Wednesday, November 19, 2008

I need help.

My friend and I are currently not talking.

Reason: Well my reason is that everytime I want to talk to her, she snaps at me. Her reason... I don't know, I'm annoying?

I don't want to regret when I'm 40 or so that I never kept this friendship because I'm... selfish that way? I don't like losing stuff especially when I know that it could have been prevented.

So when should I try to start talking to her again?
I'm scared that when I start again, she's going to snap yet again saying "Oh, so now you're talking!"

I tried yesterday. She was so mad. It seems like she gets mad just from me approaching her.
And also, she has had this grudge against some of our friends for a while because what they gave us for our birthdays was kind of uneven (me, 2 necklaces. her, a bag of cough drops.) and she couldn't really get over it. She stopped hanging out with them. I didn't because why should I? I don't have a problem with them. And they share a lot of classes with them.
Well today, I saw her laughing and talking with them.
I don't know, I got this feeling of betrayal. Did she feel betrayed when I kept hanging out with them? Well I already told her that I don't do it as much anymore, but if she's seriously mad about that then...

She says I have to think of her some more. It's kind of hard when she's not thinking equally as much of me. Or is she and I'm not noticing it? Well, if she is, then shouldn't she know by now that I won't know unless she tells it to me straight out? Plus, it's kind of hard to think of her when she never tells me anything. Again with the straightforward thing. I hate trying to decipher faces and actions, so I don't try. I only watch out for speech patterns. So is it my fault?

Well it's kind of boring talking to her anyways because all we ever talk about are classes and teachers. But, I want to keep it, even if all we ever do anymore is just wave hi.

Currently, we're acting like strangers.

1 comment:

Unknown said...

Do I know this friend of yours?

With that said, stop angsting.

If your friendships are making you miserable, back out. If you feel that you cannot connect to your friends, if you feel that there is no point to talking to them, why are you talking to them in the first place?

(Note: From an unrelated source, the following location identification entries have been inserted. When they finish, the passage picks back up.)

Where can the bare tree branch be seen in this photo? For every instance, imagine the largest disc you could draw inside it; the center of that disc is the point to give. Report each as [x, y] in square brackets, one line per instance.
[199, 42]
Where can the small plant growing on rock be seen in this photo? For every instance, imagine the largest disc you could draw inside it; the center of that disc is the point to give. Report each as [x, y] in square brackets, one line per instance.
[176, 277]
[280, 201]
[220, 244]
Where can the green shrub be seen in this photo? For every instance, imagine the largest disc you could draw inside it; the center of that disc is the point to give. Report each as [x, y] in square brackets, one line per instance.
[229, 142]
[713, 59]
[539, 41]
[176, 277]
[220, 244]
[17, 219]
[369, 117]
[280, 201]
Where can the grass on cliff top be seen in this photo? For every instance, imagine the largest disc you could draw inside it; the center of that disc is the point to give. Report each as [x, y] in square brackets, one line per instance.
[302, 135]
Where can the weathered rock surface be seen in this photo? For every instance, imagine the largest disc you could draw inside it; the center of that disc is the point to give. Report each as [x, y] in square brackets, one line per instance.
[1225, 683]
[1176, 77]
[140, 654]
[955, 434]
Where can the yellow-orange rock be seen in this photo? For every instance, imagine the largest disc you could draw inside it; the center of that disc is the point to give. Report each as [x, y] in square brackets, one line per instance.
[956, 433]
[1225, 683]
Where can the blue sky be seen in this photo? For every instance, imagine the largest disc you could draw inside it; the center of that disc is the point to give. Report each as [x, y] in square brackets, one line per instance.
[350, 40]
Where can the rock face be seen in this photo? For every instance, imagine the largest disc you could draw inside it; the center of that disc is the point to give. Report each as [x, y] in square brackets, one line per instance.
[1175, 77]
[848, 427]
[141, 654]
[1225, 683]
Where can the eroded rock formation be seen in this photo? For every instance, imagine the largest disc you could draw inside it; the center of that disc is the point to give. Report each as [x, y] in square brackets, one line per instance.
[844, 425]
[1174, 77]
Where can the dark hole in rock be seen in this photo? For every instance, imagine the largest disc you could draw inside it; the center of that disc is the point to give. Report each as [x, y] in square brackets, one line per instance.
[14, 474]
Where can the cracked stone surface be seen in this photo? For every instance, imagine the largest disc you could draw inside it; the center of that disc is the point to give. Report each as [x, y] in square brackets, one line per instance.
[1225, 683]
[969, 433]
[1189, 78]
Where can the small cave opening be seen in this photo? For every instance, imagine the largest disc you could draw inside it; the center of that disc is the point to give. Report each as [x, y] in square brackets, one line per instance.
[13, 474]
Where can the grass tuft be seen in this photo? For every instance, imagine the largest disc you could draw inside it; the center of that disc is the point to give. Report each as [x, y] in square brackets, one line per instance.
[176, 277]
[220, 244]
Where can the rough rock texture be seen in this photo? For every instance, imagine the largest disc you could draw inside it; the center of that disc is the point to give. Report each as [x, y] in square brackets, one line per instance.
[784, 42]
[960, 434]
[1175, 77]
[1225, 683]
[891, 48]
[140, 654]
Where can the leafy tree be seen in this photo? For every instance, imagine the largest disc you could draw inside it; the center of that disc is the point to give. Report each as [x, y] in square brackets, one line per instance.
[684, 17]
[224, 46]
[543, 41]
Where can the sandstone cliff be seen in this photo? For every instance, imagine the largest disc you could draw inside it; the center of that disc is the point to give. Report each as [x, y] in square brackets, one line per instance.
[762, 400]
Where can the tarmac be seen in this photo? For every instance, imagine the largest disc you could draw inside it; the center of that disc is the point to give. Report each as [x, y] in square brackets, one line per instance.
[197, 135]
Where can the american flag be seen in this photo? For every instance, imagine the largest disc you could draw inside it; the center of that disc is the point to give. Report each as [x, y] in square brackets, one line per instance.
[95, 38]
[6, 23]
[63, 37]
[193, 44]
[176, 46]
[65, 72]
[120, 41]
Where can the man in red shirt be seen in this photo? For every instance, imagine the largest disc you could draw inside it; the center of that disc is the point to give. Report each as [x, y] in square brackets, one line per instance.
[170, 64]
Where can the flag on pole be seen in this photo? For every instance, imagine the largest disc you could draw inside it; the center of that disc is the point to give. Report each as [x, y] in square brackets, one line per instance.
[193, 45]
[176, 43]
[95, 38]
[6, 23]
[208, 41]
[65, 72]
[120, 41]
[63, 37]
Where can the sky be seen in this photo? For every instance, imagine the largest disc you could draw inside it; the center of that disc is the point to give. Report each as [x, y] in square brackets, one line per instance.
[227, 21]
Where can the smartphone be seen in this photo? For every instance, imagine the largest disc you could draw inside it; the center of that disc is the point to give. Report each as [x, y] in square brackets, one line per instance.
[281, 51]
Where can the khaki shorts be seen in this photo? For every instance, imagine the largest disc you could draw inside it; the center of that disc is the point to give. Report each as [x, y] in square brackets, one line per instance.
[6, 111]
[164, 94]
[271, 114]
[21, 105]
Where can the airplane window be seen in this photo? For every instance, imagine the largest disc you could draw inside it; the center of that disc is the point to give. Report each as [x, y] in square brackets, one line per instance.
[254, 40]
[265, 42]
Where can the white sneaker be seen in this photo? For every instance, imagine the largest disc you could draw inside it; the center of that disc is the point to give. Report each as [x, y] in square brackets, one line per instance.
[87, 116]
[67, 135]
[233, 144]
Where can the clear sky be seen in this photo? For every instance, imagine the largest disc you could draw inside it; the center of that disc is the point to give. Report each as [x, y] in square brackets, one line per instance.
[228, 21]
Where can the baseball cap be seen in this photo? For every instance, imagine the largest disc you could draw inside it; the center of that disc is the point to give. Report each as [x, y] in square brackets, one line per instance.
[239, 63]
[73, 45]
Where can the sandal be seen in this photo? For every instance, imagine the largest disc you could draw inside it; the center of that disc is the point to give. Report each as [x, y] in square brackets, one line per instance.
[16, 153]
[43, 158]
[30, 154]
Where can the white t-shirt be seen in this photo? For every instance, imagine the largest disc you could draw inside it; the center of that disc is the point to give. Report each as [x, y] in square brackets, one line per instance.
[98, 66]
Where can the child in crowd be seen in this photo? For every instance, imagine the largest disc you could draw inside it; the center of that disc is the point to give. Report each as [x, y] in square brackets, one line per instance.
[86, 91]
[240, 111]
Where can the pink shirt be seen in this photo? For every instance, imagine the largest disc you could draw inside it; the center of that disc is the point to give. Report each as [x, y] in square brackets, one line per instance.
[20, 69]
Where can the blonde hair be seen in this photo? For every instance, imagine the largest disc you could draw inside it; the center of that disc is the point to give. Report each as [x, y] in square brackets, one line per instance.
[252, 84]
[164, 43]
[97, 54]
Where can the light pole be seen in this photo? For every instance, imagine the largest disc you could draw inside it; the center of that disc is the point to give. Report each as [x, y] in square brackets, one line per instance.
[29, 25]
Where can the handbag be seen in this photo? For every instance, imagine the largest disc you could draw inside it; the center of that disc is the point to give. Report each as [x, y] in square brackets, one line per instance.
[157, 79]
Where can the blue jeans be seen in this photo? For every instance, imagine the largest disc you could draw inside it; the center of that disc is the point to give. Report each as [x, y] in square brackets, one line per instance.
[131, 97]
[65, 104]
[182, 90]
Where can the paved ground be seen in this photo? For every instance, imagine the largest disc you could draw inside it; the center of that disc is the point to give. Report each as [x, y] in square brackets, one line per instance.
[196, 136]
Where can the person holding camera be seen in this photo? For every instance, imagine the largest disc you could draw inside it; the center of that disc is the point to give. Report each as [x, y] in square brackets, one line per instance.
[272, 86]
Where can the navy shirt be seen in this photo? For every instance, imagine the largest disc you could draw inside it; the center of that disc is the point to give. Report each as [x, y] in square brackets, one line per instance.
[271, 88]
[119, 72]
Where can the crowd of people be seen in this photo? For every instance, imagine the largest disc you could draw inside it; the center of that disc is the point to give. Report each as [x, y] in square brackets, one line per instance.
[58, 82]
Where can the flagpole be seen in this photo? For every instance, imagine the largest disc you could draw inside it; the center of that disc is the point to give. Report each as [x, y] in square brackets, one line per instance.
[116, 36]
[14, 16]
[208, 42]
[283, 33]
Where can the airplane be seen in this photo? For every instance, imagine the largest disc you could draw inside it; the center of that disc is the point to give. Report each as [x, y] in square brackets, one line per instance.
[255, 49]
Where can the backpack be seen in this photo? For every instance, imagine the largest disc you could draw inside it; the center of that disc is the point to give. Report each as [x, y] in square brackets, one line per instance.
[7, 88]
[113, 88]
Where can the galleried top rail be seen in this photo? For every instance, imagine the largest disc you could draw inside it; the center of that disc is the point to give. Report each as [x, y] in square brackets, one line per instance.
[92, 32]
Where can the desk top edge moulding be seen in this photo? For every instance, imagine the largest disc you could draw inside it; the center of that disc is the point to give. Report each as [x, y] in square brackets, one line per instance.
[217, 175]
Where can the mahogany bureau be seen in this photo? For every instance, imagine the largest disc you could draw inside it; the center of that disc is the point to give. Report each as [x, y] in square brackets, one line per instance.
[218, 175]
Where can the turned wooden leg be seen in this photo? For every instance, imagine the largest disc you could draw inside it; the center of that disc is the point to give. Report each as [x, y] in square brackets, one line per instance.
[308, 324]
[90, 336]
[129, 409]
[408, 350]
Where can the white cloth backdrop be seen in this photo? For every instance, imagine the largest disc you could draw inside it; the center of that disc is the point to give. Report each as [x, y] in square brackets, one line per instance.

I used to stand around in seventh grade and wave at everyone in my class, and they all waved back. So it's not like you have to be best friends forever to wave at each other. So you can maintain a casual relationship and still talk; I know tons of people that I like but do not know well enough or see often enough to consider them my friends.

It seems like she's being the selfish one, not you. You can have a life separate from her, and it's her problem if she can't realize that and deal with it.

But either way, I think you'll want to talk to her.

And stop making yourself miserable, Egu. You shouldn't be.